BISMARCK – A second class-action lawsuit alleges that a Bismarck law firm shares liability for a Bakken housing Ponzi scheme that cost investors $62 million.
The latest complaint against Pearce & Durick filed in U.S. District Court names about 10 plaintiffs from various countries and alleges that the firm actively assisted North Dakota Developments in offering unregistered securities to the public.
In May, the U.S. Securities and Exchange Commission filed a civil complaint against North Dakota Developments and its owners, Robert L. Gavin and Daniel J. Hogan, alleging they had defrauded investors since 2012 for North Dakota oilfield housing projects that were never finished.
Pearce & Durick, the escrow agent for North Dakota Developments, distributed money from investors to developers according to stages outlined in an agreement.
The court complaint says the firm dispersed money early without verifying that the milestones, such as the manufacturing or installation of modular units, had been met.
“I think Pearce & Durick is fooling themselves if they think they have no liability,” said attorney Joshua Kons of Connecticut, one of the attorneys representing investors. “They were negligent, they breached their fiduciary duties and they definitely participated in these transactions.”
Richard Thomas, an Arden Hills, Minn., attorney representing the Bismarck firm, said the firm denies that it did anything improper.
“Pearce & Durick has been victimized by these same developers who were victimizing these investors,” Thomas said. “Everything that is alleged in the complaint results from the fact that developers were misleading us and misinforming us about the status of events, upon which we relied.”

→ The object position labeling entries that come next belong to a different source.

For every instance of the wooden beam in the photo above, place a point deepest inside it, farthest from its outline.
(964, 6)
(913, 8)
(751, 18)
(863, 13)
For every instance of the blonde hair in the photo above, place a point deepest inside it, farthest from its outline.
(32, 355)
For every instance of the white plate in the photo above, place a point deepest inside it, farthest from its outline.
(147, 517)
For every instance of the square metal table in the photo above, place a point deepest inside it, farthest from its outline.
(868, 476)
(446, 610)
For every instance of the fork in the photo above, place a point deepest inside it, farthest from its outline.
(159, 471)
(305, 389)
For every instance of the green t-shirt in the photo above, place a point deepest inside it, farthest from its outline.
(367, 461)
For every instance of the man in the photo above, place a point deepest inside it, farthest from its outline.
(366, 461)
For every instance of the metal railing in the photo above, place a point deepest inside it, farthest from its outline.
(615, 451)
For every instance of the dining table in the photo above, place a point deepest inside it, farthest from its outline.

The complaint names about 10 plaintiffs from countries including the United Kingdom and Australia, but Kons said the case could cover everyone who invested with North Dakota Developments.
Investigative records indicate 980 investors from 66 countries invested more than $62 million in North Dakota Developments, according to the North Dakota Securities Department.
“Many of these people were lured in through various online marketing websites and portals which touted the virtues of investing in these man camps and how they offered very high returns for low risk,” Kons said.
A separate class action complaint filed last month makes similar allegations but defines the plaintiffs as investors who paid legal fees to Pearce & Durick.
Thomas said it will be up to a judge to decide how to proceed with the two cases, but typically a judge would want the plaintiffs’ attorneys “to decide who’s going to sail the ship.”
“You can’t have two competing class actions at the same time. It doesn’t make any sense,” Thomas said.
Both cases are assigned to U.S. District Court Judge Ralph Erickson.